Rooftop solar, meanwhile, continues to enjoy its highest ever tally for the first six months of the year, and at the end of June is running around 41 per cent ahead of the same point in 2025.
After riding the battery rebate wave to record-setting heights in April, a total of 322 megawatts (MW) of new rooftop solar capacity was registered in June, according to SunWiz, down 4 per cent month-on-month and 26 per cent off April’s 435 MW.

Source: SunWiz
As the chart above shows, such has been the battery boost to rooftop solar that “June 2026 sits clearly above the same month in 2023–2025, comfortably the strongest June on record despite cooling off from April’s spike,” says Johnston.

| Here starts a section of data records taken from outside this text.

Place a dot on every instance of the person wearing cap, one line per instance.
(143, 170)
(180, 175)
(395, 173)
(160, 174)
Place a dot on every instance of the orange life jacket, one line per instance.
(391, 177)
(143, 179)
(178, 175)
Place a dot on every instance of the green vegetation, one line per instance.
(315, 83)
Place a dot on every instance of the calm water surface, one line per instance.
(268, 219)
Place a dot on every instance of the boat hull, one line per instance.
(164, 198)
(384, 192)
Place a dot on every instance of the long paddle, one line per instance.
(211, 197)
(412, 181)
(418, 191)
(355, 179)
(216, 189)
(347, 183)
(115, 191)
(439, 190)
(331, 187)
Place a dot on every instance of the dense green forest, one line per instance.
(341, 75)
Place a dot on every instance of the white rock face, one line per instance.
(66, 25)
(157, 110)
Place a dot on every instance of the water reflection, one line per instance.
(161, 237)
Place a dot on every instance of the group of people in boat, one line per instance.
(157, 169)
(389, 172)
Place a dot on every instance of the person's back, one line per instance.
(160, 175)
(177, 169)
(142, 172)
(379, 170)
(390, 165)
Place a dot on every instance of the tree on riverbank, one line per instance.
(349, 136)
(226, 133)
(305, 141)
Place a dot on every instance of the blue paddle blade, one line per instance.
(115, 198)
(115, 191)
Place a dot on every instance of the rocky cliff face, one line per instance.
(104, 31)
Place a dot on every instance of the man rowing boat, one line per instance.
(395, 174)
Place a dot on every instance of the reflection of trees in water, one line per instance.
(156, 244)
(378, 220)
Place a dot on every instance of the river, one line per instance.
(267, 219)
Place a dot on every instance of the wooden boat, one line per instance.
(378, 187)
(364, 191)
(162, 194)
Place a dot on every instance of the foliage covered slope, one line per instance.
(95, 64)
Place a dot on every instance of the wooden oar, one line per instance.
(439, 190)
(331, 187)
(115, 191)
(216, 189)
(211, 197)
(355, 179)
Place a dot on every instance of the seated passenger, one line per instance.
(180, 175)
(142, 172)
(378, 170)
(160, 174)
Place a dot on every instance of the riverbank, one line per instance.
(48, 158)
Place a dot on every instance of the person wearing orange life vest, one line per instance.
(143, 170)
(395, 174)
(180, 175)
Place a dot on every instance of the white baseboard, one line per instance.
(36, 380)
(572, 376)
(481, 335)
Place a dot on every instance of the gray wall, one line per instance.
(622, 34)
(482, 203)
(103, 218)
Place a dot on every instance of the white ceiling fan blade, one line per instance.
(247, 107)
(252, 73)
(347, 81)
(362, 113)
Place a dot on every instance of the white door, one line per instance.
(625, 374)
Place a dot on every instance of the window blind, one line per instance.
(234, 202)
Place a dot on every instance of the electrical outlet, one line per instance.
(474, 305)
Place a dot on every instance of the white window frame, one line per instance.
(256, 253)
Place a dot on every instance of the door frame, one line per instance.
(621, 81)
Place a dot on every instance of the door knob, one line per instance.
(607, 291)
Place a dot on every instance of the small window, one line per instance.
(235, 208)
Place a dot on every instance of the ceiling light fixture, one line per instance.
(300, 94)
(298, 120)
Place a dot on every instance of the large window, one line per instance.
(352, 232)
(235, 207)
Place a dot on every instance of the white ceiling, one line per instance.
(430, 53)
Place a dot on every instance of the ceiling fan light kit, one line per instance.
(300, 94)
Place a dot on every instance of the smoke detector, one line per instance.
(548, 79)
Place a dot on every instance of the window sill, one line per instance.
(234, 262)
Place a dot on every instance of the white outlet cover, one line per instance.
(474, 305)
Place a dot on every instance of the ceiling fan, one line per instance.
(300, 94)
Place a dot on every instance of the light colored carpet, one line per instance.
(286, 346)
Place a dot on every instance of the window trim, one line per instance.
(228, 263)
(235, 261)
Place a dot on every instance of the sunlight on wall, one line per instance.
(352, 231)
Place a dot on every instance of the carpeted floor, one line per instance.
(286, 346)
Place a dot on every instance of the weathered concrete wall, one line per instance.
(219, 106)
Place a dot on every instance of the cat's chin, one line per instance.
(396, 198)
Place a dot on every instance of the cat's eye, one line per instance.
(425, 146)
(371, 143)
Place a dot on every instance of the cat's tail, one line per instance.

“Smaller systems – the 0-15 kW residential core – edged up (+2% MoM) while every larger band fell, led by 20-30 kW (−31%) and 15-20 kW (−16%). The 10-15 kW band remains the backbone at ~118 MW (~37% of the market).”

Source: SunWiz
Johnston says the bulk of the national decline came from the 15-100 kW segment that powered April’s spike, while the national average system size also slipped to a 12-month low of 10.01 kW, down from May’s 10.47 kW and April’s peak of 11.32 kW.